The Gini coefficient is 40.2.

Unemployment is 9.3%.

The main industries - textile, food, automotive, tourism, mining.

Structure of Turkey's GDP

As of 2013, the service sector accounts for 63.8% of gross domestic product, industry - 27.3%, agriculture - 8.9%. The trade balance is positive ($ 36.2 billion). The main export partners are the following states: Germany, Iraq, Great Britain, Italy, France, USA. According to data for 2014, the volume of imports amounted to 240.4 billion dollars. The main import partners are such states as Russia, China, Germany, the USA, Italy, Iran. Tensions in relations with Russia have a negative impact on both countries. The GDP of Turkey and Russia is closely interrelated. However, the short-term effect will be stronger for the first country. According to experts, it can lose from 0.4 to 1.6% of GDP. For Russia, the restriction of commodity flows is fraught with another surge in inflation and rising prices. In the long term, the suspension of Turkish investments will lead to a fall in the GDP of the Russian Federation.

Services sector

The three main sectors are: transport, communications, tourism and finance. There are 102 airports in the country, 8 of them are international. They serve more than 100 million passengers a year. The total length of railways - 10,991 thousand km, highway - 426,951. The Turkish merchant fleet includes 1,199 vessels (the seventh largest in the world). The length of the pipelines is 9.814 thousand km.
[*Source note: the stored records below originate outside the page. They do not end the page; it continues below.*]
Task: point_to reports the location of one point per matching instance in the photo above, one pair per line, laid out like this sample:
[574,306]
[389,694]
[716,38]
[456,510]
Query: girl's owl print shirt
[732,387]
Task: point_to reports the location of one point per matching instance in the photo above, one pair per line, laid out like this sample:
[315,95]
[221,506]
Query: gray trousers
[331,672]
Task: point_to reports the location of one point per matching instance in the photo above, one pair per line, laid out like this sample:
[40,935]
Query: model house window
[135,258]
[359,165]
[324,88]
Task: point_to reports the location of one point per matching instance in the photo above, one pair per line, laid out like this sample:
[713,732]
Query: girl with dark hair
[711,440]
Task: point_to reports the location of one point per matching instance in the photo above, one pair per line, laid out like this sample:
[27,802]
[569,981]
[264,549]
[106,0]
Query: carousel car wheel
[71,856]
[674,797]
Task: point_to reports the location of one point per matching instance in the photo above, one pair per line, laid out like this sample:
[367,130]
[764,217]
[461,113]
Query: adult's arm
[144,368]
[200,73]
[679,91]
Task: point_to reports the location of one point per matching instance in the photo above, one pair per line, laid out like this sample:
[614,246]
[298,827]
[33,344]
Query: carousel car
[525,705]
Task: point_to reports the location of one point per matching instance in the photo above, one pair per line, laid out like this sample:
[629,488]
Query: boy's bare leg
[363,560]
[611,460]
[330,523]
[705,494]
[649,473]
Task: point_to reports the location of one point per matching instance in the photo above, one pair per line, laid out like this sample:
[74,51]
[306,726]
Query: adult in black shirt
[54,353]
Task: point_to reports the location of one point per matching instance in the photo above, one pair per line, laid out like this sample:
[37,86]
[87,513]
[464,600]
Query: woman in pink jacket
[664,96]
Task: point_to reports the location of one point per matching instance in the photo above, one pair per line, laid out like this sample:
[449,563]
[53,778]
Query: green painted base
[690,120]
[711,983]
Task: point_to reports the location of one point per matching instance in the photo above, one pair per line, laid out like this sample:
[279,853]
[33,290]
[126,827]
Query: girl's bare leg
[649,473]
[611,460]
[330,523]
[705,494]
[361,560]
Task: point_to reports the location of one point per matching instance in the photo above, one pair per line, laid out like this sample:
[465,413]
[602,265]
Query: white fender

As of 2008, the country registered 17.5 million fixed and 65.8 million mobile phones and 24.5 million Internet users. The banking sector in Turkey is one of the strongest and most extensive in Eastern Europe, the Middle East and Central Asia. Over the past decade, the national currency of the state has significantly increased in its value. Twelve Turkish companies have been included in the Forbes Global 2000 list. Five of them belong to the banking sector, two to the communications sector, and one to the transport sector.

GDP of Turkey from tourism

Recreational sector is one of the most dynamically developing, 11 out of 100 best hotels are located in this country. In 2005, Turkey was visited by 24 billion tourists, each of which brought an average of 679 dollars to the treasury. Over time, the flow of tourists only increased. In 2015, the share of tourism in Turkey's GDP has declined due to the Russian economic crisis and political tension after a military bomber of the Russian Federation was shot down over its territory. It was also affected by the increase in the number of terrorist attacks. According to experts, Turkey's losses in 2015 amounted to $ 5 billion. However, Istanbul remains one of the most visited cities in the world. The share of tourism in Turkey's GDP is about 10%.

Industry

The Turkish company Vestel is the largest manufacturer of TVs in Europe. Do not lag behind it and Beco. These two companies supply more than half of the TVs in the European market. An important sector is the textile industry. More than three-quarters of its products are exported to the European market. Turkey is the world's twelfth car manufacturer. Most of the enterprises are based in the Marmara region. Turkey is one of the largest producers of trains, including high-speed trains, locomotives, wagons and ships. Other important sectors are defense and mining.

Agriculture

Turkey is the largest producer of hazelnuts, cherries, figs, apricots, quinces and pomegranates, the second largest - watermelons, cucumbers and nuts, the third - tomatoes, eggplants, green peppers, lentils, pistachios, the fourth - onions and olives, the fifth - sugar beet, The sixth - tobacco, tea and apples, the seventh - cotton and barley, the eighth - almonds, the ninth - wheat, rye and grapefruit, the tenth - lemons.

The state fully provides itself with agricultural products since 1980. In this sector employs more than a quarter of the able-bodied population. The branches of livestock production in the first years after gaining independence showed an increase in productivity, but in the last decade stagnation has been observed in them. However, the production of meat, wool and eggs is one third of the income from agriculture. Fishing is also an important sector of the Turkish economy.